VirTEE is an Open Community dedicated to building FLOSS components to enable the construction of Virtualization-based TEEs (Trusted Execution Environments) using technologies such as AMD SEV (and SNP), Intel TDX and Armv9 Realms.
- Chat: #virtee on Matrix
sev: Rust library exposing APIs for the AMD SEV platform
sevctl: Administrative utility for AMD SEV
kbs-types: Rust (de)serializable types for KBS
reference-kbs: A reference implementation of the KBS attestation protocol
oci2cw: Utility to transform OCI images into Confidential Workloads
Do you have a project that you would see listed here? Propose a change to this page!
What is a TEE?
According to the CCC (Confidential Computing Consortium), a TEE is as an environment that provides a level of assurance of the following three properties:
- Data confidentiality: Unauthorized entities cannot view data while it is in use within the TEE.

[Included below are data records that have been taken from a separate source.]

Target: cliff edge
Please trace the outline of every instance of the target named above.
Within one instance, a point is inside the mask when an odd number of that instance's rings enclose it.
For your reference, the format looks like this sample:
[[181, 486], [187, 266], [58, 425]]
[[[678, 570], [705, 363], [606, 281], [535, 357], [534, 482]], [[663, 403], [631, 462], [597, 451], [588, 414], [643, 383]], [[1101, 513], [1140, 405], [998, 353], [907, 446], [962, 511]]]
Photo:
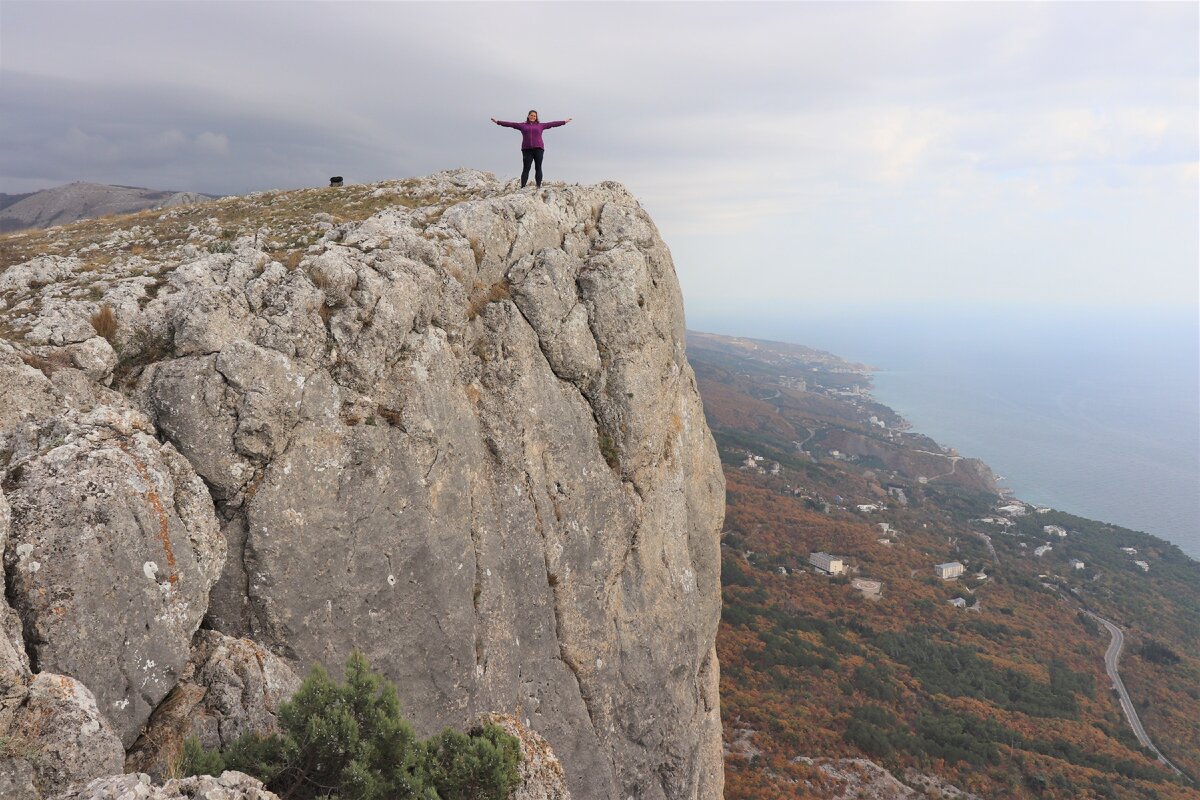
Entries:
[[[422, 734], [511, 714], [576, 798], [721, 796], [724, 481], [623, 187], [456, 170], [0, 259], [13, 786], [269, 727], [291, 672], [358, 648]], [[87, 766], [22, 750], [64, 726]]]

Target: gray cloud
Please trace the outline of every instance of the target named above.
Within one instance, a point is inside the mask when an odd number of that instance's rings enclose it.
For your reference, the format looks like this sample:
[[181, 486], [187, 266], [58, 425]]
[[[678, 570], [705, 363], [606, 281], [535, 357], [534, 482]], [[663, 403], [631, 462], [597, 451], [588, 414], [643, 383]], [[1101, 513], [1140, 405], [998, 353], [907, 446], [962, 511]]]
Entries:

- Data integrity: Unauthorized entities cannot add, remove, or alter data while it is in use within the TEE.
- Code integrity: Unauthorized entities cannot add, remove, or alter code executing in the TEE.
For more information, check this whitepaper published by the CCC.
What is a Virtualization-based TEE?
It’s a TEE that’s constructed using Hardware-assisted Virtualization, combined with other technologies (AMD SEV, Intel TDX or Armv9 Realms) that enable the guest owner to verify the integrity and confidentiality of the Virtual Machine.